By contrast, Oz made extreme statements. He said he would leave the issue of abortion up to "women, doctors, local political leaders, letting the democracy that's always allowed our nation to thrive to put the best ideas forward so states can decide for themselves." (Emphasis mine.) He tried to casually describe abortion as a state issue rather than a federal one — but his formulation showcased how radically intrusive it is to have lawmakers intervening in the issue based on the local political winds.

And Oz was elusive about his support for radical anti-abortion legislation. He refused to distance himself from a draconian bill from Sen. Lindsey Graham of South Carolina that would ban abortions after 15 weeks of pregnancy everywhere in America. Making all this even worse is that Oz’s extreme position is a politically expedient flip-flop from a pro-choice position he held a few years ago.

These differences aren’t academic. In the wake of the overturning of Roe v. Wade, Democrats are seeking to enshrine abortion rights through federal legislation, while Republicans are considering measures to weaken them even more. Whether Fetterman or Oz makes it into the Senate in November will have a tangible effect on the likelihood of either outcome in a hyper-competitive year for the Senate, where control of the chamber will likely come down to just a couple of races.

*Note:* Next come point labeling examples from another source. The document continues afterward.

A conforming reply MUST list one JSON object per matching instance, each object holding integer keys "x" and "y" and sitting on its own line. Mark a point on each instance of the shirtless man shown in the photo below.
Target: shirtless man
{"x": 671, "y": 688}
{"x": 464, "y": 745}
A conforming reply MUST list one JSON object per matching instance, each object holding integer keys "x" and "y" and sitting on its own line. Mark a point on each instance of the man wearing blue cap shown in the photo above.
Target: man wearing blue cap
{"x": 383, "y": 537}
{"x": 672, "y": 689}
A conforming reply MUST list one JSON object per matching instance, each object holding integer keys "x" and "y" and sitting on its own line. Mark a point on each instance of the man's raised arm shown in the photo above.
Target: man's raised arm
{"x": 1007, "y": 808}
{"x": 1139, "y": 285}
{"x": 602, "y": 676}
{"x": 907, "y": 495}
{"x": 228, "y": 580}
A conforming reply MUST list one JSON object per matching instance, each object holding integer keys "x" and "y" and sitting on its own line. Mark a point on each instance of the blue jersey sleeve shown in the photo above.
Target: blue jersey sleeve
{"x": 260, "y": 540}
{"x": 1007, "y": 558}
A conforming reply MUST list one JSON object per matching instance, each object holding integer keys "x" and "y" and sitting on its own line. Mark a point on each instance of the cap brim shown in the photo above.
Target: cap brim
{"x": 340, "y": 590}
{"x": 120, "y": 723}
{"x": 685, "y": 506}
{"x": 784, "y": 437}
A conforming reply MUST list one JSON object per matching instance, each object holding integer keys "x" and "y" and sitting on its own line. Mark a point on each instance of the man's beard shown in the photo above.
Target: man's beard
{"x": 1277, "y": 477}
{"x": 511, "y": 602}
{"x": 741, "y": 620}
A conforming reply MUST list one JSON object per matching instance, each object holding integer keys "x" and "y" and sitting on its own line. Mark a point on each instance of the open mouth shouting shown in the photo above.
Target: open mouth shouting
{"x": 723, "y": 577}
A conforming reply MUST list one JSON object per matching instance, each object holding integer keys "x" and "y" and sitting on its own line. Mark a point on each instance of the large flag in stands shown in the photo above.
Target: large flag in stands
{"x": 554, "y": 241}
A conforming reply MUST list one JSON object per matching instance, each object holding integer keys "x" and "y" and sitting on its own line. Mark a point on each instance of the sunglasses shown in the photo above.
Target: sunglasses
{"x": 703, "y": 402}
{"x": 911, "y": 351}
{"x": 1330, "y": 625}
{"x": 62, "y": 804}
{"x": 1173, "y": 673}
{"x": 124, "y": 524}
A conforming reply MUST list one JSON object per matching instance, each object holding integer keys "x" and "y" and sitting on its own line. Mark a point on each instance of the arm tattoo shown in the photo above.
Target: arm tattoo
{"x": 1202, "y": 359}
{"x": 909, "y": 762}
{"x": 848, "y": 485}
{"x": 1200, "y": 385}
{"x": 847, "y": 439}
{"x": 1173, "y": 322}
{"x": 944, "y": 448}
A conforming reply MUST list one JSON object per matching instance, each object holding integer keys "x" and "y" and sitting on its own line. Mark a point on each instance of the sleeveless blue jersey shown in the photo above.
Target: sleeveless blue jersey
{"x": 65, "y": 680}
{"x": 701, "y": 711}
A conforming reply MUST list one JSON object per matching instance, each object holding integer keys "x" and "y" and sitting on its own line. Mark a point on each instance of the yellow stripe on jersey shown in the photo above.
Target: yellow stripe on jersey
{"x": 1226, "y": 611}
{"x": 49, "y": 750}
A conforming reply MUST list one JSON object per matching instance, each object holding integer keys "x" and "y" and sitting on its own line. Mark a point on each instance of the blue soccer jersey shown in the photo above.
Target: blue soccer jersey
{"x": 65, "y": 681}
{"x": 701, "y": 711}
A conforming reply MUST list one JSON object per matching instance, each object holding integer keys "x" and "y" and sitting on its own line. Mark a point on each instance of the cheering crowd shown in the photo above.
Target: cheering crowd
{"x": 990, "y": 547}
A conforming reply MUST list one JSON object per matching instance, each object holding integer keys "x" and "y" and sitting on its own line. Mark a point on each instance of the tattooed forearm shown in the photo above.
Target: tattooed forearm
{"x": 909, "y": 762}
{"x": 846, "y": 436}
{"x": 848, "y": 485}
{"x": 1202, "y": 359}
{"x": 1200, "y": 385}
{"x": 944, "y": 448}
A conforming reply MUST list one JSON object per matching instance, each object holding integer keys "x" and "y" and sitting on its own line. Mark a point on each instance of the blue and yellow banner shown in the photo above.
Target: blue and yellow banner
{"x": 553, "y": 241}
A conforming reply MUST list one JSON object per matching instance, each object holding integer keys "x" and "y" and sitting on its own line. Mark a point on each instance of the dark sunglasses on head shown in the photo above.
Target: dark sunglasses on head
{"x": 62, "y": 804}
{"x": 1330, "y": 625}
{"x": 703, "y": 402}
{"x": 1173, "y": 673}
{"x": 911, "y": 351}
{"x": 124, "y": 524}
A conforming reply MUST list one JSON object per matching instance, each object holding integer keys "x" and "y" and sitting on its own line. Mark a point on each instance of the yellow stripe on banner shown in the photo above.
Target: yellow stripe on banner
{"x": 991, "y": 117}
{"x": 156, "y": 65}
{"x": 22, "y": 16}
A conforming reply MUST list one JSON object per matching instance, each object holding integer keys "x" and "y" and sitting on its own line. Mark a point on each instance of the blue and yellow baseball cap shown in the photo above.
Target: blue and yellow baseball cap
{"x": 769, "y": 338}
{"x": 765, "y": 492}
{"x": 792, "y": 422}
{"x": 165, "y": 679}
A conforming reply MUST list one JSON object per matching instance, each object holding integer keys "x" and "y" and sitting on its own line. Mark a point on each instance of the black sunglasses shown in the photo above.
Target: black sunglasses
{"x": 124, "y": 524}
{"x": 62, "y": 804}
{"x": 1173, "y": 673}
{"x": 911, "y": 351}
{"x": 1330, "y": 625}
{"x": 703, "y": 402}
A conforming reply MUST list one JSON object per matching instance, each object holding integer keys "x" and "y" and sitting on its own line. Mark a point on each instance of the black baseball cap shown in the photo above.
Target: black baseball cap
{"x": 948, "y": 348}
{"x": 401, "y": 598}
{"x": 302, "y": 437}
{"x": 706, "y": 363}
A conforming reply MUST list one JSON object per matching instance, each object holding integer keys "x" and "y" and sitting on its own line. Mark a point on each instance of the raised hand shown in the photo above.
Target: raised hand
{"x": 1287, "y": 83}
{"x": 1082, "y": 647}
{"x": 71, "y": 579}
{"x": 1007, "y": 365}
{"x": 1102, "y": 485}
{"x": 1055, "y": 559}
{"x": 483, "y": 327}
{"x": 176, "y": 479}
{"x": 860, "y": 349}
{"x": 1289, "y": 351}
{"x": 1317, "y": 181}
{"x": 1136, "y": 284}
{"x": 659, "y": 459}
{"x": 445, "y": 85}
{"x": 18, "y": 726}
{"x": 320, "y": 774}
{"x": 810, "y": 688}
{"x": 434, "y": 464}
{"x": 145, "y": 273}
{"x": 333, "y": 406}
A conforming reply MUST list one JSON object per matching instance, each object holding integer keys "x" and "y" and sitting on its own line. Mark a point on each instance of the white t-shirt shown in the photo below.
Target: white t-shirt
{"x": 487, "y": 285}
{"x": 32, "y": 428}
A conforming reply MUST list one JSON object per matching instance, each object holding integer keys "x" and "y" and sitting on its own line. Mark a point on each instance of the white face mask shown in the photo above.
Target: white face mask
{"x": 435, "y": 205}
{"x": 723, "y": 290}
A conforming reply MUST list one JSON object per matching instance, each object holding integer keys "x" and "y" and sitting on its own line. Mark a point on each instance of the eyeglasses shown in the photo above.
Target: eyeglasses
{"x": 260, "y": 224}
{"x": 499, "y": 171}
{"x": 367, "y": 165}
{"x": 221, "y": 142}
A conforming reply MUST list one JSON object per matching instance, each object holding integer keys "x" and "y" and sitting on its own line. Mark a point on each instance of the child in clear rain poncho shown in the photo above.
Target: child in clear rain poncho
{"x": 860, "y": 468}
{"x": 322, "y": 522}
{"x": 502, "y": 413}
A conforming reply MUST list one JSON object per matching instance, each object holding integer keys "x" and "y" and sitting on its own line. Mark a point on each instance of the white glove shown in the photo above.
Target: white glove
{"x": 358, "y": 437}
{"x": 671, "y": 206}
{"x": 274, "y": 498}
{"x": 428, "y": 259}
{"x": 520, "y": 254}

On other issues, too, Fetterman took reasonable positions while Oz took extreme ones or avoided taking any clear stances at all. Asked about foreign policy threats, Fetterman correctly identified China as having a potentially dangerous rivalry with the U.S., while Oz spread bizarre disinformation about the Iran nuclear deal. On immigration, Fetterman called for compassionate immigration reform and decried cruel stunts like sending asylum-seeking refugees in buses to Martha’s Vineyard; Oz, meanwhile, decided that the “humanitarian crisis” surrounding immigration could be mitigated only by stricter enforcement of immigration laws. While Fetterman called for the federal minimum wage to be raised to $15 an hour on the basis that workers deserved to have living wages, Oz offered up a confusing word salad about how the market was driving up the wage to $15 an hour anyway. To cap it all off, Oz (unsurprisingly) said he would support Donald Trump for the presidency again if he won the Republican nomination.

Throughout the debate, Oz spoke more quickly and with greater force. He also constantly refused to take positions as clearly as Fetterman, and the positions he did stake out should worry Pennsylvanians for their extremism and alignment with Trump’s authoritarian movement.

The choice is up to Pennsylvania voters. But one hopes Fetterman’s mission of fighting “for anyone in Pennsylvania that ever got knocked down that had to get back up again” resonates more than Oz’s huckster right-wing extremism.